Using the global fetch API available in Node.js 18+.

// check.js
const API_KEY = process.env.CHEATSENTRY_KEY;

async function checkDiscordId(discordId) {
  const res = await fetch(
    `https://cheatsentry.com/api/v1/check/${encodeURIComponent(discordId)}`,
    {
      headers: {
        Authorization: `Bearer ${API_KEY}`,
        Accept: 'application/json',
      },
    }
  );

  if (!res.ok) {
    throw new Error(`CheatSentry API error: ${res.status}`);
  }

  return res.json();
}

// Usage — log + decide manually
const result = await checkDiscordId('123456789012345678');
console.log(result.riskLevel, result.status, result.summary);

11. Discord bot example (discord.js)

A simple slash command that checks a Discord ID and returns the result only to staff (ephemeral reply). It never bans automatically.

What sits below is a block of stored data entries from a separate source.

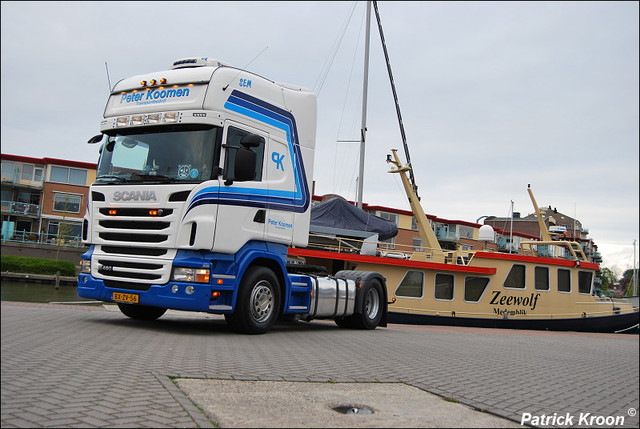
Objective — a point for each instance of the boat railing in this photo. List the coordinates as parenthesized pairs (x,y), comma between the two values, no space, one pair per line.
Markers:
(387,249)
(554,249)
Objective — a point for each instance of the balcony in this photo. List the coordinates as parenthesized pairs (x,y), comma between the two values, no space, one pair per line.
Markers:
(28,180)
(18,208)
(442,234)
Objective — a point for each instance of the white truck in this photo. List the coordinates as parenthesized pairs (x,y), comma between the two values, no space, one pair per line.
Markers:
(202,185)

// /check command — staff-only response
import { SlashCommandBuilder, PermissionFlagsBits } from 'discord.js';

export const data = new SlashCommandBuilder()
  .setName('check')
  .setDescription('Run a CheatSentry risk check')
  .addStringOption(o =>
    o.setName('id').setDescription('Discord ID').setRequired(true)
  )
  .setDefaultMemberPermissions(PermissionFlagsBits.ModerateMembers);

export async function execute(interaction) {
  const id = interaction.options.getString('id', true);

  if (!/^\d{16,21}$/.test(id)) {
    return interaction.reply({ content: 'Invalid Discord ID.', ephemeral: true });
  }

  await interaction.deferReply({ ephemeral: true });

  const res = await fetch(`https://cheatsentry.com/api/v1/check/${id}`, {
    headers: { Authorization: `Bearer ${process.env.CHEATSENTRY_KEY}` },
  });

  if (!res.ok) {
    return interaction.editReply('Risk check failed. Please try again later.');
  }

  const data = await res.json();

  await interaction.editReply({
    embeds: [{
      title: `Risk signal · ${data.riskLevel ?? 'clean'}`,
      description: data.summary ?? 'No reviewed risk entry found.',
      fields: [
        { name: 'Status', value: String(data.status ?? '-'), inline: true },
        { name: 'Last reviewed', value: data.lastReviewedAt ?? '—', inline: true },
      ],
      footer: { text: 'CheatSentry — manual review recommended before action.' },
    }],
  });
}

Result is shown only to the moderator who ran the command. The bot never publishes the response in a public channel.

12. Rate limits

When exceeded, the API responds with HTTP 429.

13. Error codes

• 400 invalid_discord_id — invalid format.
• 401 missing_api_key / invalid_api_key — header missing or wrong.
• 429 daily_limit_reached / rate_limit — limit reached.
• 500 internal_error — server error. Please contact support.